155 views
Binary Decision Tree in C++
A binary decision tree is a tree-like data structure in which each node has at most two children, and it is often used in decision-making processes, such as in computer science algorithms, machine learning, and game theory. In C++, you can implement a binary decision tree using a custom class.
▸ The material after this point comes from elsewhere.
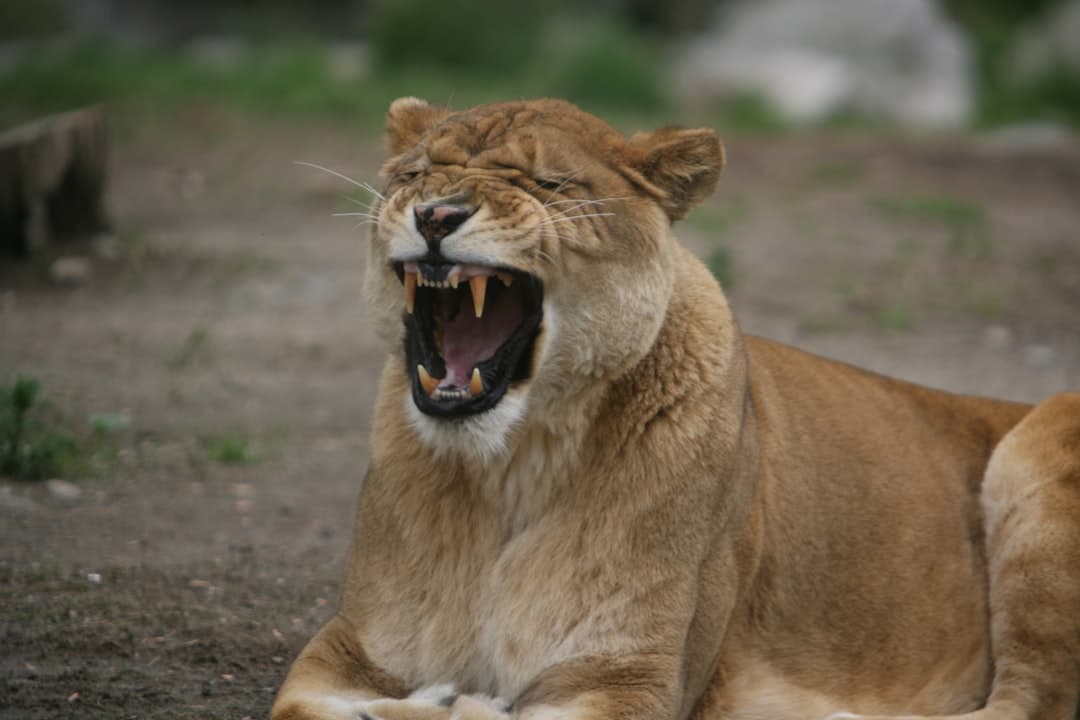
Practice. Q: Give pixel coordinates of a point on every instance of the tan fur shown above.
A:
(670, 519)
Here’s a simple example of how to implement a binary decision tree:
C++
#include <iostream>
// Node structure for the binary decision tree
struct Node {
std::string question;
Node* yesNode;
Node* noNode;
Node(const std::string& q) : question(q), yesNode(nullptr), noNode(nullptr) {}
};
// Function to traverse the decision tree
void traverse(Node* currentNode) {
if (currentNode == nullptr) {
return;
}
std::cout << currentNode->question << " (yes/no): ";
std::string response;
std::cin >> response;
if (response == "yes" && currentNode->yesNode != nullptr) {
traverse(currentNode->yesNode);
} else if (response == "no" && currentNode->noNode != nullptr) {
traverse(currentNode->noNode);
} else {
std::cout << "Invalid response. Exiting." << std::endl;
}
}
int main() {
Node* root = new Node("Is it an animal?");
root->yesNode = new Node("Does it have fur?");
root->noNode = new Node("Is it a mineral?");
root->yesNode->yesNode = new Node("It might be a mammal.");
root->yesNode->noNode = new Node("It might be a bird.");
root->noNode->yesNode = new Node("It's probably a rock.");
root->noNode->noNode = new Node("It's probably not a rock.");
std::cout << "Welcome to the Binary Decision Tree!" << std::endl;
traverse(root);
// Deallocate memory
delete root->yesNode->yesNode;
delete root->yesNode->noNode;
delete root->noNode->yesNode;
delete root->noNode->noNode;
delete root->yesNode;
delete root->noNode;
delete root;
return 0;
}
In this example:
- We define a
Node
structure to represent each node in the decision tree. Each node has a question, a “yes” child, and a “no” child. - We create a simple decision tree with a few questions and answers.
- The
traverse
function allows the user to navigate through the decision tree by answering “yes” or “no” to each question. - The program starts at the root of the tree and traverses down to the leaves, making decisions based on user responses.
- We deallocate memory to avoid memory leaks when the program exits.
This example is a basic demonstration of how to implement a binary decision tree. You can extend and customize it for more complex decision-making scenarios.